4 of 173 comments (clear)

  1. Re:Figure 2 is really informative by WaltBusterkeys · · Score: 5, Insightful

    First -- if the player is traveling near the speed of light _with_ the cargo, then he won't notice that the people who are not moving have aged. If the cargo is something useful and rare (fusion fuel, perhaps) or from a far-advanced culture (fusion reactors, perhaps) then he's reasonably assured of finding a market upon arrival even if he didn't get a chance to set up a deal ahead of time.

    Second -- I'm not sure that a transaction that takes longer to complete than the life of any trader is necessarily impossible. People make investments they know will outlast them, largely because they hope to sell to somebody younger when they need the money. If I set cargo in motion that will return a $100 million payment in 100 years, I know that I'm not going to live long enough to ever see the return. But, in 50 years I can probably sell the right to the value of the cargo for $5 to $20 million, depending on interest rates (see present discounted value). Some young whippersnapper (or an institution with a long horizon, or somebody else who hopes to trade again) would be happy to take the deal. It doesn't matter that I'll personally never see the dividends; if the payment down the line is certain enough then somebody will be happy to buy it from me.

  2. Re:Figure 2 is really informative by BadAnalogyGuy · · Score: 4, Insightful

    No, I am saying it would not be there in the first place because the people who would have originally made the deal to transport the titanium would be dead already and thus they would not have made the deal in the first place.

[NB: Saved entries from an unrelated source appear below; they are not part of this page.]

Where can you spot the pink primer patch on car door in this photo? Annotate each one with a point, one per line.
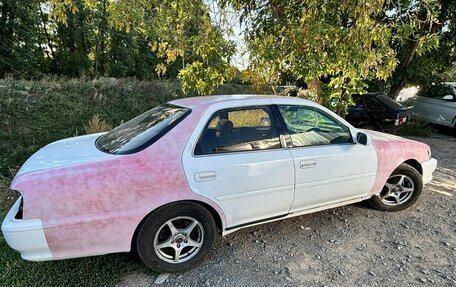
(94, 208)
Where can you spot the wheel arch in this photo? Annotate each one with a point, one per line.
(215, 215)
(415, 164)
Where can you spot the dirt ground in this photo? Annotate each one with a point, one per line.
(347, 246)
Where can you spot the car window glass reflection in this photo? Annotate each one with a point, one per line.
(308, 127)
(239, 130)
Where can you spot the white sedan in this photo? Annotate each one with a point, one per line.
(436, 104)
(164, 182)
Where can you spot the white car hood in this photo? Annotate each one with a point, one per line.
(65, 152)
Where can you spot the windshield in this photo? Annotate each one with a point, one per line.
(141, 131)
(390, 102)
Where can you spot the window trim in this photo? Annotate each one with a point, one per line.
(153, 139)
(274, 121)
(289, 142)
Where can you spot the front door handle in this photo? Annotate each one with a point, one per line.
(310, 163)
(205, 176)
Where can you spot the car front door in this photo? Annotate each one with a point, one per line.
(238, 162)
(329, 166)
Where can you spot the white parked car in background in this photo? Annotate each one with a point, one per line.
(436, 104)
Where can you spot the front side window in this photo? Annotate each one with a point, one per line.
(141, 131)
(309, 127)
(243, 129)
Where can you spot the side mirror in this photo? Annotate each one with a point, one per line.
(361, 138)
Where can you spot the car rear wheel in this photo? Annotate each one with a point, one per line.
(175, 237)
(401, 190)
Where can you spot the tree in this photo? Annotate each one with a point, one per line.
(337, 44)
(20, 49)
(176, 30)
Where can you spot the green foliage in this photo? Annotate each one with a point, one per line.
(342, 43)
(176, 31)
(35, 113)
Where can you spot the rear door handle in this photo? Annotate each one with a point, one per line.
(205, 176)
(307, 164)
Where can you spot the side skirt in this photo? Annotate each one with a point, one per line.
(232, 229)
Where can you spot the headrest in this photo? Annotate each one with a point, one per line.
(224, 126)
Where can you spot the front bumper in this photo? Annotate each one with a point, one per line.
(429, 167)
(25, 236)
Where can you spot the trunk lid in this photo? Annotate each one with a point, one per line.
(65, 152)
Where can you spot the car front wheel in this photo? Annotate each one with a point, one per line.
(175, 237)
(401, 190)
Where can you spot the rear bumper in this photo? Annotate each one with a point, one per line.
(25, 236)
(429, 167)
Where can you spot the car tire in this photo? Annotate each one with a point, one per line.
(402, 190)
(175, 237)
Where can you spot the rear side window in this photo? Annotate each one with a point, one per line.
(142, 131)
(310, 127)
(243, 129)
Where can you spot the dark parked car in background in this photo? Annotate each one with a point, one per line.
(376, 111)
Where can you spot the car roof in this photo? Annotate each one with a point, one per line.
(204, 101)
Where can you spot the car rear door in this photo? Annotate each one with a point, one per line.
(235, 158)
(329, 167)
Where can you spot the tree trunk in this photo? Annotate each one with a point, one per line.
(49, 41)
(6, 38)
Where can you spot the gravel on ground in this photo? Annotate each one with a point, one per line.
(352, 245)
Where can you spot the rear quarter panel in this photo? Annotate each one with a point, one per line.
(391, 152)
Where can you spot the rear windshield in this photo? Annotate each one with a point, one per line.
(141, 131)
(390, 102)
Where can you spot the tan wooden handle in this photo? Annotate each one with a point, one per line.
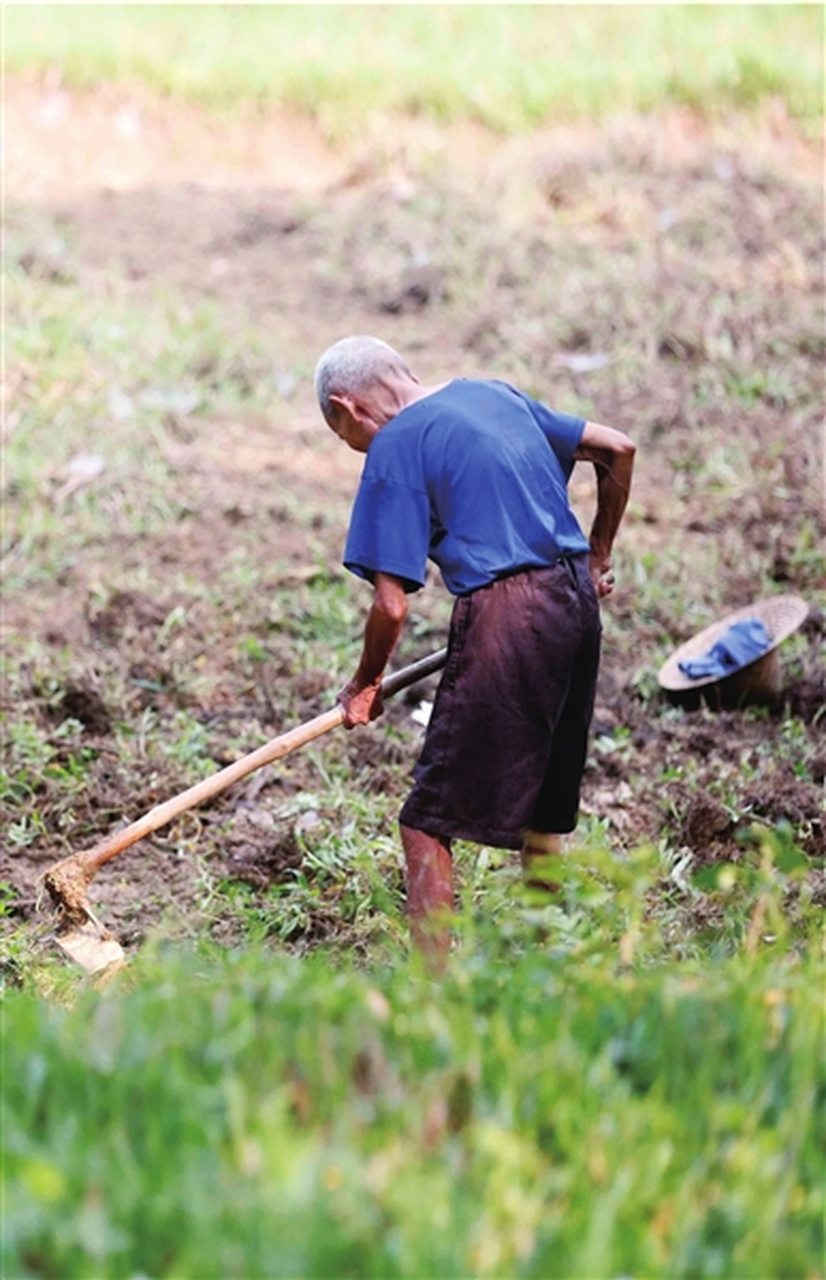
(272, 750)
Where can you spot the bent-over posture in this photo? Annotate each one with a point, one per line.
(473, 474)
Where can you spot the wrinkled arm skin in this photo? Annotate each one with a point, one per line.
(612, 456)
(361, 696)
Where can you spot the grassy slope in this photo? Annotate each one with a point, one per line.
(542, 1114)
(507, 65)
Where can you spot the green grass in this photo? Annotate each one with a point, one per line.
(510, 67)
(556, 1107)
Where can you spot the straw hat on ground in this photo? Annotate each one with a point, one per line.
(756, 681)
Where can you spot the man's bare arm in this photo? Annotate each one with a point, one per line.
(361, 696)
(612, 456)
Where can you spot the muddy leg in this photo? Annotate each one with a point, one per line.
(538, 849)
(429, 894)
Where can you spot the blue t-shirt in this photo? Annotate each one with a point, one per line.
(473, 476)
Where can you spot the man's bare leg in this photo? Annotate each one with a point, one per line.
(429, 894)
(538, 846)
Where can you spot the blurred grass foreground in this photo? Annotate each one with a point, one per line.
(509, 67)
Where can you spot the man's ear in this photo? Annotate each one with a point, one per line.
(347, 403)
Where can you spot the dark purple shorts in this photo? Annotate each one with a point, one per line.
(506, 743)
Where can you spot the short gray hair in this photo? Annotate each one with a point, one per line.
(350, 365)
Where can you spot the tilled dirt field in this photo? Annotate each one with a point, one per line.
(658, 274)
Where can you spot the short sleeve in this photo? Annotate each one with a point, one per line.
(389, 531)
(564, 432)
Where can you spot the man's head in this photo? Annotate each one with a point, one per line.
(361, 384)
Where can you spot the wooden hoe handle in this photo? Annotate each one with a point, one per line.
(272, 750)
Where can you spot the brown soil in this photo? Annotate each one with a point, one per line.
(282, 232)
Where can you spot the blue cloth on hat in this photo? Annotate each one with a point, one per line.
(739, 644)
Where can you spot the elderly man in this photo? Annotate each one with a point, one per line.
(473, 475)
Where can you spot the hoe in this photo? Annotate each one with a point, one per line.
(83, 937)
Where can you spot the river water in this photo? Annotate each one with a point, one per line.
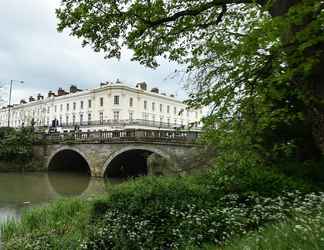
(19, 191)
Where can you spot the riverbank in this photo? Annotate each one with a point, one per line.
(168, 212)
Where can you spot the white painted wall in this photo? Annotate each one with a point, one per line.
(68, 108)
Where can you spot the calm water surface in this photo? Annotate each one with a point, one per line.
(22, 191)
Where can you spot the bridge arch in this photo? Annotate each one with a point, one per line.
(68, 159)
(134, 153)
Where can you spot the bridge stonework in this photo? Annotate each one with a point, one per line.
(98, 156)
(100, 148)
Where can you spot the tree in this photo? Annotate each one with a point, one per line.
(257, 63)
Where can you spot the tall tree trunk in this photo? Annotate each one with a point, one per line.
(310, 145)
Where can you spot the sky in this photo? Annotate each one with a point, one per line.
(32, 50)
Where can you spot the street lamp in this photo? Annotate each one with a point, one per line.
(11, 82)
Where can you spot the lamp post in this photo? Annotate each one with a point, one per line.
(10, 91)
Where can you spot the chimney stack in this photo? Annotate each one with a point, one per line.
(74, 89)
(155, 90)
(141, 85)
(61, 92)
(50, 94)
(40, 97)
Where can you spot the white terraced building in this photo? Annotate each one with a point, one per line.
(109, 107)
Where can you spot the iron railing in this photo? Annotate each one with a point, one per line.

    If the transporters were "traveling salesmen" who flew around the galaxy buying and selling, they would need to be both long-lived and long-sighted since the demand for product X is entirely dependent upon time. Let's say they were selling a brand new Earth. 6000 years ago, such a thing would not have been necessary, while today it would be quite attractive at the right price. How could those beings know and prepare such a product 6000 years in the past in anticipation of demand 6000 years into the future? It wouldn't be trade so much as gambling.

  3. Investments which outlast the investors... by patio11 · · Score: 4, Insightful

    ... are quite common. We call them "stocks", which are in principle supposed to function in perpetuity, and on the timescales of most investing humans (begin investing at age of majority or shortly thereafter, begin selldown at age of retirement), a suprising number of them are. (Companies older than 80 years old are not terribly uncommon. If you count all the various mergers, divestures, and restructurings that didn't result in common stock investors taking a total bath, there are probably more companies around today that "remember" commitments made in 1899 than there are living people who were alive in that year.)

    This is largely just a pointy headed clarification: interstellar trade would be impossible for a host of other reasons. We'll start with "There is nobody to trade with, and finding somebody to trade with would require the 12th century Catholic Church making a deal with Microsoft on behalf of the 28th century Catholic church, without of course knowing that Microsoft exists, what form it takes, or what it values."

  4. Re:This still doesn't solve the right problem by Monty+Worm · · Score: 3, Insightful

    In the end, if you want to run an operation like this, you end up doing something like the Qeng Ho in Vernor Vinge's excellent "A Deepness in the Sky".

    Your fleet *is* the company. From what little information you gather, you take things with you that are probably tradeable at destination, and as well you take tools that can work on a wide variety of raw materials, in case you have to do this work yourself (if the locals aren't friendly, aren't at the right tech speed, or just aren't). If you're running to and from a base in the middle, you'll end up having to work out what home base might find useful when you get back from extrapolation of your current trends, while being aware that commodity consumables probably won't cut it.

    --
    ... and today's pet project has ... been discarded for lack of time.